Внутреннюю парадигму, коль скоро она встраивается в продолжение теории Куна, не приходится добавлять к описанным выше трем измерениям: различиям литературным, теоретическим и проблемным. Она скорее внутренняя при любом подходе, без его ведома детерминируя его и организуя. Она проявляет себя как в выборке текстуальных отрывков, так и в их концептуализации, и в общей, исторически детерминированной проблематике, породившей и ту и другую. Это и есть само искривление, незримое и окончательное, общего текста, которого не существует, — кроме множества текстов единичных, несводимых друг с другом, каждый из которых создает встреча читателя с произведением.

*

Задача внутренней парадигмы — сфокусировать, как будто в зеркальном отражении, то, что в процессе включения в произведение обнаруживается в критике от автора. Именно такую точку пересечения и высвечивает фрейдовское объяснение сомнений Гамлета.

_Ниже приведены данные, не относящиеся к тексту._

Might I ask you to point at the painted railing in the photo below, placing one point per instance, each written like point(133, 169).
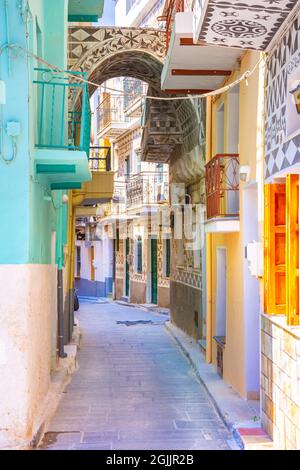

И есть все основали, вслед за другими критиками, отмечавшими общую проблематику отцовства как у Шекспира, так и у Фрейда, полагать, что Фрейду не удалось бы открыть в Гамлете эдипов комплекс, если бы в тот момент своей жизни он не страдал бы им сам, перенося в главные эпизоды пьесы часть собственной личности.

Но если внутренняя парадигма до мельчайших деталей моделирует участие критика, то она же еще и ослепляет его, перекрывая доступ к некоторыми прочтениям произведения. Как иначе объяснить, что Грег, достигший апогея собственных рассуждений, внезапно отступает, отказываясь сделать последний шаг, к которому взывает весь его текст? И почему Довер Уилсон не указал ему, что тот не осмелился довести свою мысль до конца?

Ведь действительно — все это возобновление следствия о смерти отца Гамлета обесценивается откровениями Клавдия, который в сцене молитвы открыто признается в своей виновности. Но рассматривать все неправдоподобности пьесы, даже не попытавшись объяснить это крайнее затруднение, означает приписать произведению безнадежное отсутствие связности, лишая его второго шанса на новое логическое прочтение.

И теперь мы вправе поставить вопрос более драматически: а что, если Фрейд не так уж пристально всмотрелся в проблему отцовства — мы имеем в виду гипотезу о том, что загадка шекспировской пьесы никогда не исчерпается одним-единственным решением, — и не потому ли он прошел мимо истины столь ошеломляющей, что, подойди он к ней слишком близко, она могла совершенно ослепить его.